Wundt (W.). — Influence de la philosophie sur les sciences expérimentales

W. Wundt. Ueber den Einfluss der Philosophie auf die Erfahrungswissenchaften. (Influence de la philosophie sur les sciences expérimentales). Leipzig. Engelmann, 1876.

Cet opuscule (27 pages) est un discours d’ouverture prononcé à l’université de Leipzig. Il est, à certains égards, la contre-partie du travail, qui figure en tête de ce numéro et où M. Wundt a montré ce que la philosophie, sous sa forme actuelle, doit aux sciences particulières.

L’influence de la philosophie sur les sciences se traduit de deux manières principales : par la logique, par la métaphysique.

1o La logique « est la théorie des formes et des méthodes de la pensée et de la connaissance. » Elle influe aussi bien sur les sciences d’expérience interne que sur celles d’expérience externe.

En ce qui concerne les premières, prenons la psychologie : L’auteur montre comment elle s’efforce d’expliquer des faits telles que la perception sensorielle, l’association des idées, etc., par une activité logique de la pensée. Aristote appelait déjà la sensation un jugement, c’est-à-dire une opération logique. (On comprendra encore mieux l’importance que M. Wundt attache à ce point, si l’on se rappelle que dans ses deux importants ouvrages, Menschen und Thierseele et Grundzüge der physiologischen Psychologie, il s’est efforcé, avec beaucoup de persistance et de ténacité, de montrer que toute l’activité psychique est au fond une activité logique ; comment, par exemple, la simple perception d’un objet implique des jugements conscients ou inconscients de direction, position, etc.[1]. Pour l’expérience externe, notre connaissance et notre explication de la nature sont régies par deux concepts logiques, celui de cause et celui de fin, qui sont tous deux des formes propres de la pensée et qui se ramènent au principe fondamental de la connaissance, au postulat sur lequel elle repose tout entière, qui est le rapport du principe à la conséquence. Ce postulat peut s’exprimer encore sous cette forme : l’expérience, externe et interne, est soumise à la nécessité. « Mais il n’est rien qui porte en soi le caractère interne de la nécessité à un aussi haut degré que la pensée sous sa forme logique. La nécessité lui est immanente. »

2o De même que la logique est la forme de notre connaissance, la métaphysique en est la matière, le contenu général (Inhalt). Et comme la matière n’est pas pensable sans la forme, la métaphysique est toujours soumise à l’influence de la logique.

Retracer l’influence de la métaphysique sur les sciences expérimentales serait un travail sans fin : rappelons seulement celle qu’ont exercée Schelling, Hegel, Herbart ; avant eux Bacon et Locke, sur l’empirisme et le matérialisme du siècle dernier. Il n’est pas même jusqu’à l’empirisme vulgaire qui ne se laisse pénétrer à son insu par la métaphysique dont il a peur : car, se fondant sur des préjugés de sens commun, il admet la réalité immédiate des données de la perception et cependant il sait que la physique et la physiologie montrent que les choses ne sont pas en réalité telles que nos sens nous les donnent.

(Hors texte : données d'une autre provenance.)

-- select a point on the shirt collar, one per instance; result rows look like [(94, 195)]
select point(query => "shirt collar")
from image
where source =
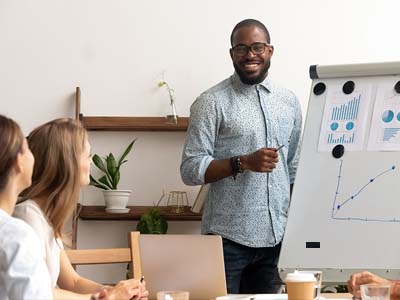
[(267, 84)]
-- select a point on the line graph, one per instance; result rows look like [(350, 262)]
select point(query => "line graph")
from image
[(354, 196)]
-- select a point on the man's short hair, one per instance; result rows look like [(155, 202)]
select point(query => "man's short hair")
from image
[(248, 23)]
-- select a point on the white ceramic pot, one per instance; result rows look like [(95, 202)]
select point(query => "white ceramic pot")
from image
[(116, 199)]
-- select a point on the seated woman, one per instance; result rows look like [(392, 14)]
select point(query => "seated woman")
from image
[(23, 273), (358, 279), (62, 153)]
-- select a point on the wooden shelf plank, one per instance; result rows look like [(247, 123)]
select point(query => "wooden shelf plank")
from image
[(87, 212), (133, 123)]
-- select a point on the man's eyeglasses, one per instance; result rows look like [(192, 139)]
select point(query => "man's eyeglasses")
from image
[(256, 48)]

Pour s’en tenir à deux seules questions, celles de la nature de l’âme et de la nature de la matière, n’est-il pas évident que la psychologie empirique est influencée par les théories métaphysiques, même chez ceux qui essaient le plus de s’y soustraire ? La doctrine atomiste qui remonte à Démocrite, la doctrine dynamique de Leibniz et de Herbart, n’a-t-elle pas eu une grande influence sur les progrès de la physique et de la chimie moderne ?


  1. Nous nous permettons de renvoyer le lecteur qui désirerait des éclaircissements sur ce point, à l’exposition que nous avons donnée des deux ouvrages de M. Wundt, dans la Revue Scientifique : en partic. 30 janvier et 6 février 1875.